Unanswered: NLP Database Optimization (set up and installation)
Greetings all, this is my first post.
Although I'm on MySQL, this is not specifically a MySQL question, but I didn't know where else to post this. Feel free to move it if it belongs elsewhere...
I've got a couple of years' college programming and some database knowledge, but I'm not super knowledgeable and need some advice before embarking on the wrong trail. I'm going to include 3 problems here because once my db structure is explained, it'd be better to kill 3 birds with 1 stone... I'm working on an NLP project until end of June 2012. It's in its initial stages, so I could even change from MySQL to something else, but it has to be free to use.
Problem 1 (perhaps not so difficult to resolve)

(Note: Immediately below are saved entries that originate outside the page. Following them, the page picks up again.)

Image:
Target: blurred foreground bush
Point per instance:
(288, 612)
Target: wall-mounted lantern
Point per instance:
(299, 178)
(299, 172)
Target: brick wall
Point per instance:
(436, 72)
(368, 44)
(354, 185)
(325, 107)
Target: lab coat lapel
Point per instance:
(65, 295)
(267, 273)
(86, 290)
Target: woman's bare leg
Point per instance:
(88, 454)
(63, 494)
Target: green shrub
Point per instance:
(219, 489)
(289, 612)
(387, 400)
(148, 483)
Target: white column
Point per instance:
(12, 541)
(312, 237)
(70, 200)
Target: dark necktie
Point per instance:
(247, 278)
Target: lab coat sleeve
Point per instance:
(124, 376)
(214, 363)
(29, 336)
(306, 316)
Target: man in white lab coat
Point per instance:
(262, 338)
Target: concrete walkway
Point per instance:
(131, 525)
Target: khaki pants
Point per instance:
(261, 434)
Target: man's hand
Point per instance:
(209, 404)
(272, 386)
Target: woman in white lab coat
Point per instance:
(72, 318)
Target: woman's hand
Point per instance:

I have two main tables, the "word" table (id INT, word_name VARCHAR(128), weight INT) and the "semantic_relation" table (id INT, wordID1 INT, wordID2 INT, weight INT, type INT). Between two words you can have several different types of semantic relations (there is also a "relation_type" table. There are sometimes redundant entries in the "word" tables due to mispellings, variants and typographical and encoding reasons (tyre (id=187343), tire (id=90094; etc.). I want to merge these misspellings (choose a single version), but I also have to update the relation table! Before deleting the unwanted word from the "word" table, I want to first merge the relations using the variant. That is, if I keep "tire" and get rid of "tyre", I want to merge the relations that use "tyre" in the "semantic relation" table, i.e. create new ones it they do not exist in "tire", but add their weights if they already exist in the equivalent 'tire' relations. I can do this in php, no problem, however there are over a million "semantic relation" relations and over 250,000 relations in my "word table". What's more, whenever I delete a word or relation, I want it to go into a bin (word_bin, relation_bin) and to include metadata concerning the reason for the move, including the possibility to do a simple "undo". Because I want to include this metadata, I don't think there's much I can do to improve doing all via php. Triggers would not be possible, but how about stored procedures? (I'm using bash and sed to correct incoherences).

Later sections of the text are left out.